President doesn't have absolute military authority over Americans
© St. Petersburg Times
No citizen shall be imprisoned or otherwise detained by the United States except pursuant to an Act of Congress.
Congress passed this law in 1971 in response to concerns the executive branch could overstep its authority during a national emergency and hold, without charge, Americans deemed dangerous or disloyal.
So why are two Americans in that very predicament today?
Yaser Esam Hamdi and Jose Padilla are American citizens sitting in military brigs without charge or access to lawyers. Hamdi was picked up in Afghanistan, accused of fighting on behalf of the Taliban; and Padilla was arrested coming off a flight at Chicago's O'Hare International Airport, suspected of plotting to release a dirty bomb in the United States.
If the allegations are true, these are unsympathetic men. But unlike the case of convicted American Taliban John Walker Lindh, the Bush administration won't let these assertions be tested before an independent court.
According to the Justice Department, the 1971 law is irrelevant to Hamdi and Padilla since they are being held under the president's military authority as "enemy combatants," and as such do not have to be accorded the due process rights of citizens. The Bush administration says it does not have to prove the allegations against the men, and no court can second-guess its decision to hold them incommunicado and for the duration of the conflict.
Mark Corallo, spokesman for the Justice Department, says the president as commander in chief can designate anyone an enemy combatant -- American or not, here or abroad. "(In this war on terrorism) America is the battlefield," he says, and no congressional statute can override the president's constitutional military authority.
This is overstatement. While the president has broad power to conduct war, he does not have the absolute and unreviewable authority to hold any suspected American for as long as this indefinite "war" on terror continues.
Moreover, Congress certainly can constrain the breadth of the president's military authority. The 1878 Posse Comitatus Act, still good law today, limits the use of the military in civilian law enforcement.
The legislative history of the 1971 statute demonstrates it is directly relevant to Hamdi and Padilla.
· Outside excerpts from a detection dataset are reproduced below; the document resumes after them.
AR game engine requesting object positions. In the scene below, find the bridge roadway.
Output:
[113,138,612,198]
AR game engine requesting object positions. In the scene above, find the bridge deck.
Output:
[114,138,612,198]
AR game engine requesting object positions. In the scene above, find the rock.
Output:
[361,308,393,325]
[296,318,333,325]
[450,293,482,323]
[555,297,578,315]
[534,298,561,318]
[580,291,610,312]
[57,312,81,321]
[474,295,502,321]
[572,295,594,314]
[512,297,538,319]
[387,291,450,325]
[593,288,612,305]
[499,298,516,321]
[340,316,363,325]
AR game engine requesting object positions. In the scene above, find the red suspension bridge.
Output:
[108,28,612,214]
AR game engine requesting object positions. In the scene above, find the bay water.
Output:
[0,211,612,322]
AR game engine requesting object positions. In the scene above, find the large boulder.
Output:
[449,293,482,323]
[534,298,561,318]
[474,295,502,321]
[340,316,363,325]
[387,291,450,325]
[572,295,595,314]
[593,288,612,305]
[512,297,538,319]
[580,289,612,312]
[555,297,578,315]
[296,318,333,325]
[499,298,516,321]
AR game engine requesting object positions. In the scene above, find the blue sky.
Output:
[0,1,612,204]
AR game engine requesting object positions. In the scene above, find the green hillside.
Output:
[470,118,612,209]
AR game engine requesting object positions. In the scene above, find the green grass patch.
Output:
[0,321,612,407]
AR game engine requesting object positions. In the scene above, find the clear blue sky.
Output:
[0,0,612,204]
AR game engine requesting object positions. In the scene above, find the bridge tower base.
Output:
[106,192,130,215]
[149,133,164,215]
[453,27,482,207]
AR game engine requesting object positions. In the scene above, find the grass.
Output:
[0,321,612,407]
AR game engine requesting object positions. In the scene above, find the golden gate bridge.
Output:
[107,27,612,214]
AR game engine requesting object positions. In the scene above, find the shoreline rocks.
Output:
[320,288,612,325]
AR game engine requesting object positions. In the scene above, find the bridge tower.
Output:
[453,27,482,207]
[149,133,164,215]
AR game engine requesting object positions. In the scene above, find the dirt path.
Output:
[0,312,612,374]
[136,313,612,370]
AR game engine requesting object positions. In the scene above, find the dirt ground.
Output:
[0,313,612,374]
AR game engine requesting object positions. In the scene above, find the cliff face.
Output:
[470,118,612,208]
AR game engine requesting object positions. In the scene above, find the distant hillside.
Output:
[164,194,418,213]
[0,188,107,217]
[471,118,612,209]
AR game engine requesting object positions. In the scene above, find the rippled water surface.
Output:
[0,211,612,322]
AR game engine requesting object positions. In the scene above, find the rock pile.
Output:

The law was passed as a hedge against the government's bad habit of abandoning the Constitution's guarantees whenever the country's security is at risk.
Today our enemy may be al-Qaida, the worldwide terrorist network of Islamic extremists, but it wasn't long ago when Communism was the looming evil ready to destroy the American way of life. While it sounds almost quaint to say now, the threat at the time was not remote. In the middle part of the last century, the world powers of China and the Soviet Union were avowedly Communist and actively exporting their ideology. Communist insurgencies were cropping up around the world and in our hemisphere in particular.
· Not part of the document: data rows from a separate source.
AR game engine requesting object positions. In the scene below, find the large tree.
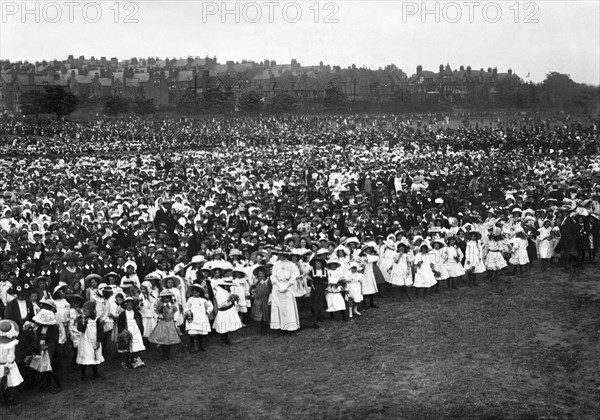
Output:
[238,90,263,112]
[21,91,45,118]
[323,87,348,111]
[271,92,296,113]
[41,86,78,118]
[175,89,203,114]
[104,96,129,118]
[133,98,156,117]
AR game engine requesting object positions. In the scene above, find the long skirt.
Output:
[148,319,181,346]
[213,306,244,334]
[271,289,300,331]
[325,292,346,312]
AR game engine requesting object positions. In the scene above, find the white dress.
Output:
[508,236,529,265]
[54,299,71,344]
[184,296,213,335]
[347,273,365,303]
[377,245,396,283]
[431,247,450,281]
[231,277,250,314]
[464,241,485,274]
[389,252,414,286]
[0,340,23,388]
[271,261,300,331]
[445,246,465,277]
[213,286,244,334]
[536,227,554,259]
[125,310,146,353]
[325,268,346,312]
[363,255,379,296]
[485,241,508,271]
[77,319,104,365]
[414,252,437,288]
[140,293,158,338]
[69,308,81,348]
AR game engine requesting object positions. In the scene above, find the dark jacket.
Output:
[117,310,144,336]
[77,316,104,343]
Compare this threat to that of al-Qaida, and the 1950s prognosis was at least as grave.
In the heat of this era, the House Committee on UnAmerican Activities presented its centerpiece legislation: the Internal Security Act of 1950. The law, passed that year, was astoundingly broad and rife with violations of civil liberties. Americans associated with a Communist organization were denied the ability to hold office or use a U.S. passport.
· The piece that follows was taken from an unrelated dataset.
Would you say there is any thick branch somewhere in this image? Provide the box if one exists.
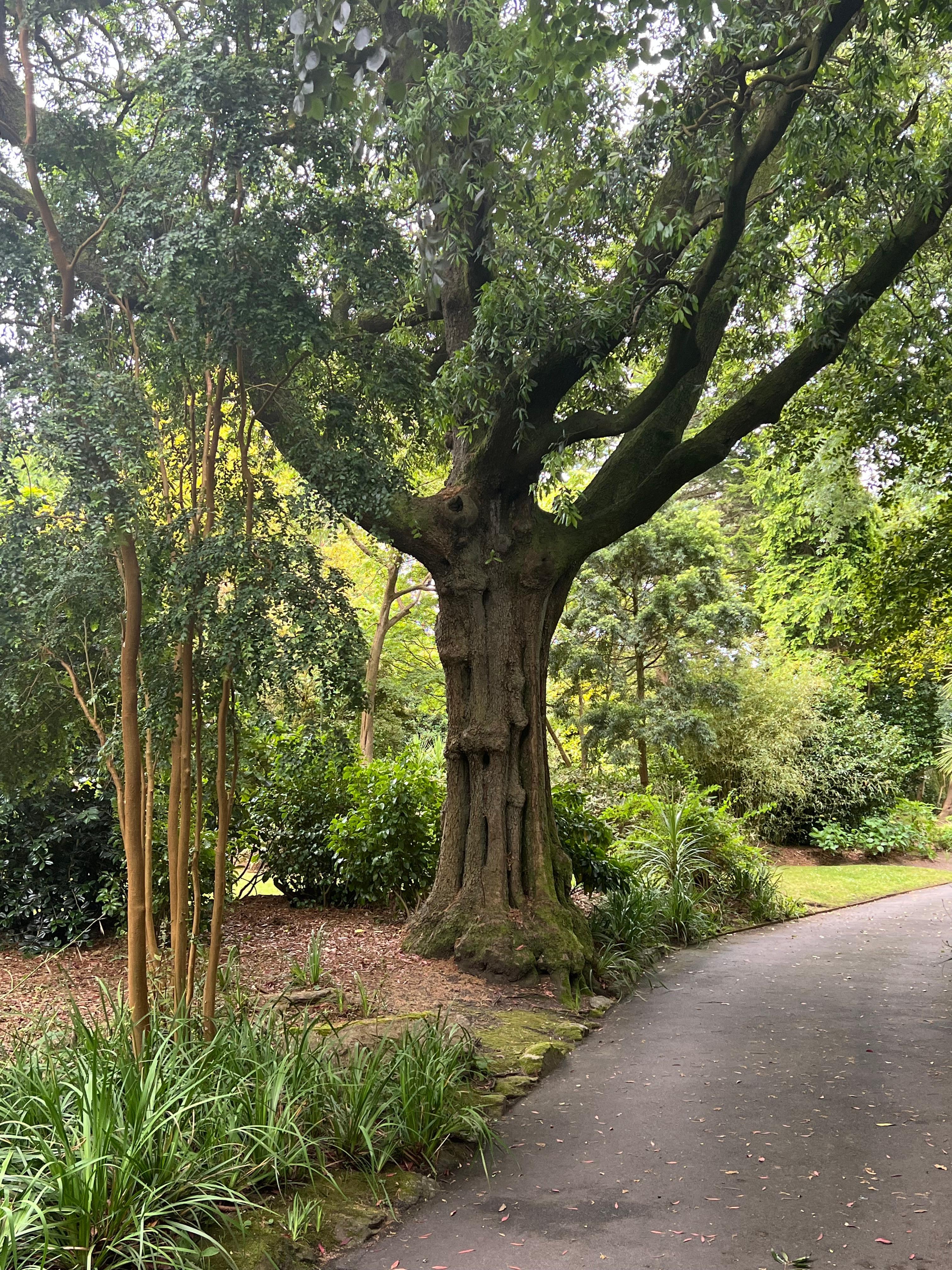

One part of the Security Act, the Emergency Detention Act, gave the president, through his attorney general, the emergency powers to hold Americans without charge in times of war or emergency. Any Americans who, in the attorney general's judgment, would probably engage in acts of espionage or terrorism -- especially those who had in the past -- could be held without charge and detained for the duration of the emergency.
But in 1971, while still steeped in the Cold War and fighting Communists in Vietnam, Congress repealed the law. The legislative history makes clear Congress was taking back the power it gave the executive branch as too chilling to civil liberties. To put an exclamation point on it, Congress passed the 1971 Act which explicitly and with no exceptions said Americans could not be detained except pursuant to an Act of Congress. In other words, either charged with a crime or based on some new explicit grant of power by Congress.
As yet, no court has addressed this law's application to the confinement of Hamdi and Padilla. Judges will have that opportunity, though, and when they do, it is vital for our constitutional system that some limits are placed on the president's ability to conduct this "war" on U.S. soil and U.S. citizens.